There is a program called PostgREST, which takes your Postgres schema and automatically creates HTTP endpoints so that you have REST API access to all of your database. It is written in Haskell, and it is clear that this is the most effective language for the tool. The tool is mostly schema parsing and middleware, so the functions are largely pure functions that make up a data pipeline and then the functions with side effects are the ones that expose the HTTP endpoint. This is the perfect model for what I'm describing.

My program

I am writing some code with deepseek in an openclaw session at the moment that mimics PostgREST, but uses the live state of a k8s cluster as the data. This will ingest the code into Haskell types, then expose a HTTP endpoint that allows you to do every query that you can do on a SQL database.

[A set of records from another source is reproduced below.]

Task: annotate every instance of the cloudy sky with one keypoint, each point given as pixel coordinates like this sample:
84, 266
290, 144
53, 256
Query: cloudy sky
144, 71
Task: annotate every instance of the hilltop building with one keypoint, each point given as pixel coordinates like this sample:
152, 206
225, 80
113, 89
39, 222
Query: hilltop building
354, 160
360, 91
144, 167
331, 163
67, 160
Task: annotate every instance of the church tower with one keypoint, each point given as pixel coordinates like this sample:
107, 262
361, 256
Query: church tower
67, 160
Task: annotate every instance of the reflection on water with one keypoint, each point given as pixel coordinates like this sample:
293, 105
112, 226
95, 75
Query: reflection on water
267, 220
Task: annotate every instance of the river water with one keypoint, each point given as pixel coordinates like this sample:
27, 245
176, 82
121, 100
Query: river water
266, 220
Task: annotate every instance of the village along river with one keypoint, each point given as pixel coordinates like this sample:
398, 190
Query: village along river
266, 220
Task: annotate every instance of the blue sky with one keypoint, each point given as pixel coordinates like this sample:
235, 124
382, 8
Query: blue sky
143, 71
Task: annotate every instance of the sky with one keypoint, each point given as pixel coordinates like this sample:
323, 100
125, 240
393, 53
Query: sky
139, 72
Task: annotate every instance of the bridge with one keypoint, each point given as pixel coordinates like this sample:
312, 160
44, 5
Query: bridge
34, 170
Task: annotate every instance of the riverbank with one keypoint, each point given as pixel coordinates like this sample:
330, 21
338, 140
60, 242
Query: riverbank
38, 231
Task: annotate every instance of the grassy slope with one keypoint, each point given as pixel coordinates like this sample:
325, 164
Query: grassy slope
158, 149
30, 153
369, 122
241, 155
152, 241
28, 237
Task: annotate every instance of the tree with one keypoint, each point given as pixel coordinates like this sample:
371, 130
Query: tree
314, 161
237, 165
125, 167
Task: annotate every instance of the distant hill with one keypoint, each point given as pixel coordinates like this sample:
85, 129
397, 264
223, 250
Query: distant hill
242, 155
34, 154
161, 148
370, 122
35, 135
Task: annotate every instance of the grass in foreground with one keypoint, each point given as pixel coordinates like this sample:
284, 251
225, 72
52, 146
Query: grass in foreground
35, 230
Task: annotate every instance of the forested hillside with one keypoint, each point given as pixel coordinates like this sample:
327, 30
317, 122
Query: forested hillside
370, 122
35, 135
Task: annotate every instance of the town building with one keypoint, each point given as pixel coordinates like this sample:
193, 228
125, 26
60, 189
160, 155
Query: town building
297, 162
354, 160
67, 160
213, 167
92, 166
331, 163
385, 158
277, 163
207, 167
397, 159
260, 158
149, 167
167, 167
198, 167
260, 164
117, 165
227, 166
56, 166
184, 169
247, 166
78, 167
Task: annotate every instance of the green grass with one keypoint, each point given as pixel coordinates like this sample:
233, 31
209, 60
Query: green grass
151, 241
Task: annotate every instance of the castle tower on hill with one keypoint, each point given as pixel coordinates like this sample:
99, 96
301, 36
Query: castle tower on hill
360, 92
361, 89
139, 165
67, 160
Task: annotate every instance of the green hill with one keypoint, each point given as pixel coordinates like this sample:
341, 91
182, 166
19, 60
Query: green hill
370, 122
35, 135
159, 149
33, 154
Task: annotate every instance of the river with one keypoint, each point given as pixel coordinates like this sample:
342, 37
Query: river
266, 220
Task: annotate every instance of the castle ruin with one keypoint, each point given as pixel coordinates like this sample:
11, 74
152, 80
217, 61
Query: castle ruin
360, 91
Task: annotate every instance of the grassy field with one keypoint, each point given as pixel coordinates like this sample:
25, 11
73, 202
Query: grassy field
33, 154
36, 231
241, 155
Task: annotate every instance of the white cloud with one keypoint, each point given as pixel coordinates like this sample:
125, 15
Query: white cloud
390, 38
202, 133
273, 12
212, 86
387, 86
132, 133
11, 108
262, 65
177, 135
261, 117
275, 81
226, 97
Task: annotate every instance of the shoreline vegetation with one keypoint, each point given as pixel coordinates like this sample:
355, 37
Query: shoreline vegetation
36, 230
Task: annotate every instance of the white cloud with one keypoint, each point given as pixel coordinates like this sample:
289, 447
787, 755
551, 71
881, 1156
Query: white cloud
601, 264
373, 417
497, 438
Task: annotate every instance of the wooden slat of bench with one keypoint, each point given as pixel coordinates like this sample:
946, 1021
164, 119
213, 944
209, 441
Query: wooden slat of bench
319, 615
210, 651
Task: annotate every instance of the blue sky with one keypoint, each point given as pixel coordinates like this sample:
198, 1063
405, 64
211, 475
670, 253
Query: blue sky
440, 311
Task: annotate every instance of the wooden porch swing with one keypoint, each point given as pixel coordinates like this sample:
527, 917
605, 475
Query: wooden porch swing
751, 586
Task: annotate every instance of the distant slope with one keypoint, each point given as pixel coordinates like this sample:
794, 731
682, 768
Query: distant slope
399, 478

I don't believe that this code would make sense in any other language. I will open source it at some point, but I wanted to share some of my experience both with taking loosely defined data and creating a query engine, and also squeezing the most out of the AI using token compression that comes entirely for free in Haskell.

Final thoughts

A lot of this post and exploration was triggered by the Claude Code source code leak. Somebody accidentally included a js map file in the npm release and leaked the code. It is 500k lines of typescript. I don't know how it got that bad but I also don't know how the AI is even able to ingest enough useful code in it's context. It can't even nearly ingest enough so they must be building it in a modular way, but I wanted to see if it is possible to give the AI the full picture of a complex program within the first 10k tokens. I think I have demonstrated this to some extent, you can just give it signatures, types and unit tests when you use a language with a powerful type system.